While the battle over cable choice rages, the irony is that Christian conservatives are losing the broader war over what's shown on the tube. "We've reached a new low in TV content," bemoans Wright. "There have never been so many instances of violence and sexual content." (See BW, 11/21/05, "An All-Out Assault On Sexual Content".)
Nor are sacrilegious attacks out of bonds. The conservative Catholic League for Religious & Civil Rights is blasting a new episode of South Park, in which the Pope is sprayed with blood from a statue of the Virgin Mary. "A chick bleeding out of her...is no miracle," the Pope replies in the cartoon, which aired on Viacom's (VIA ) Comedy Central. Joseph Califano Jr., who sits on Viacom's board and is a practicing Catholic, condemned the showing of the episode.
Christian conservatives have had similarly mixed results with their efforts to control advertisers. Though a few corporate sponsors have stayed away from controversial shows such as ABC's smash hit Desperate Housewives, there's been no shortage of other willing sponsors.
And while the AFA has been claiming it forced Ford's Jag and Land Rover brands to pull ads from gay publications, those claims likely are overblown. Indeed, Ford's Volvo continues to advertise in The Advocate, a gay magazine (see BW Online, 12/9/05, "Volvo's Gay Friendly Position Proves Ford Didn't Cave To The AFA").

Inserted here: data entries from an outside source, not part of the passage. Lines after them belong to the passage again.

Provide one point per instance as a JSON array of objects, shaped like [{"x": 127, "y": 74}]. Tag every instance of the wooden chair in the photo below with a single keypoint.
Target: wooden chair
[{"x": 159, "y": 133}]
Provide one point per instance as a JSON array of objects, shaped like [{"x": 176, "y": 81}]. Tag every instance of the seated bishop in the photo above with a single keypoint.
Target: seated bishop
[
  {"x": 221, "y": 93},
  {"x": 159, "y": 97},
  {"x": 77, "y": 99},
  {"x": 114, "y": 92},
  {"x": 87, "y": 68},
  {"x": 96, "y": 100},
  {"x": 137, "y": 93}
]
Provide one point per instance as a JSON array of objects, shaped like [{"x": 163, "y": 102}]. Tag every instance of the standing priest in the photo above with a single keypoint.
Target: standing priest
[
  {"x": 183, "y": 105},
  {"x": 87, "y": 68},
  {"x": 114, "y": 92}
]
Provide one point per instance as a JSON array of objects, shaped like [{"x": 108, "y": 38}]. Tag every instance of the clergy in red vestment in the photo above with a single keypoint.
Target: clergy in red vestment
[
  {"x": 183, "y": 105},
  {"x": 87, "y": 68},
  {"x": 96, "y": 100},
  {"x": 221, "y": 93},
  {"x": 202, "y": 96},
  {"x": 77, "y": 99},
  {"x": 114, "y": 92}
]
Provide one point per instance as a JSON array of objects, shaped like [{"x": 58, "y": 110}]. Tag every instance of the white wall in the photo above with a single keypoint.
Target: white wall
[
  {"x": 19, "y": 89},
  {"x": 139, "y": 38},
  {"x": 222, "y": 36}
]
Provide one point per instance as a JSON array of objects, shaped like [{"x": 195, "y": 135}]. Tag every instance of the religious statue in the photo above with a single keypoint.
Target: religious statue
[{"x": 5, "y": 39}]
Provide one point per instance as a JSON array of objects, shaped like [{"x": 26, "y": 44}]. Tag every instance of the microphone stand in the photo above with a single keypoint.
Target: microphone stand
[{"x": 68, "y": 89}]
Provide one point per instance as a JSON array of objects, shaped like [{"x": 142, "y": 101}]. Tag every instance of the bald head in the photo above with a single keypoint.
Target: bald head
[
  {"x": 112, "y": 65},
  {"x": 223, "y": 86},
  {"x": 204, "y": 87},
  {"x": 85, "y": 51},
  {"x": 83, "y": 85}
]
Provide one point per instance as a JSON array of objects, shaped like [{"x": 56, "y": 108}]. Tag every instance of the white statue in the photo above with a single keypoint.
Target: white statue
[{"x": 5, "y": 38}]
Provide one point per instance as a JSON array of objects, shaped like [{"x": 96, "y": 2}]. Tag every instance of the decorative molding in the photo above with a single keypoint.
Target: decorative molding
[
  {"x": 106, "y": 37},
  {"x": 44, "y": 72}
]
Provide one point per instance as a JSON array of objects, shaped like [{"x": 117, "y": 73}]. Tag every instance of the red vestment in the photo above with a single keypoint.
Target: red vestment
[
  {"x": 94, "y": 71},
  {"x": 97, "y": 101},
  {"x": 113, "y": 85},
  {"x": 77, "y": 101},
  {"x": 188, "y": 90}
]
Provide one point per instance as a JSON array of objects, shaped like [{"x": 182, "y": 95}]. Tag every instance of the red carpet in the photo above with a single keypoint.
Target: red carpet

The Catholic League has had better luck with its campaign to fend off corporate efforts to malign Christmas. On Nov. 11, the League called off its boycott of Wal-Mart after the world's largest retailer apologized for a statement it gave a customer who had complained that it was replacing "Merry Christmas" with "Happy Holidays."
The statement argued that Christmas was "an ancient tradition" with roots in pagan cultures. And this month, the Catholic League got Land's End to repudiate its earlier explanation of why it no longer mails out catalogs wishing customers a "Merry Christmas." The reason: It didn't have any way to determine which customers celebrated Christmas.
But are these companies bowing to the Christian right -- or to economic realities? Britt Beemer, chairman of America's Research Group, a market research firm based in Charleston, S.C., thinks it's the latter. "Some of these retailers are awakening to a sleeping giant," he argues.
Indeed, his surveys found that nearly one in five consumers say they wouldn't buy presents in a store where they didn't hear "Merry Christmas." And nearly half said they had been following news coverage of the debate over using the term "Merry Christmas." "The silent majority are no longer silent," says Beemer.
Meanwhile, Catholic League President Bill Donohue admits he's under no illusions about the power of the Religious Right. Sure, they've scored some nice wins recently. But Donohue cautions: "The battle is a long way from over, and the culture is still up for grabs." As for Corporate America, it seems likely to base its decisions more on its economic self-interest, rather than moralizing from religious leaders.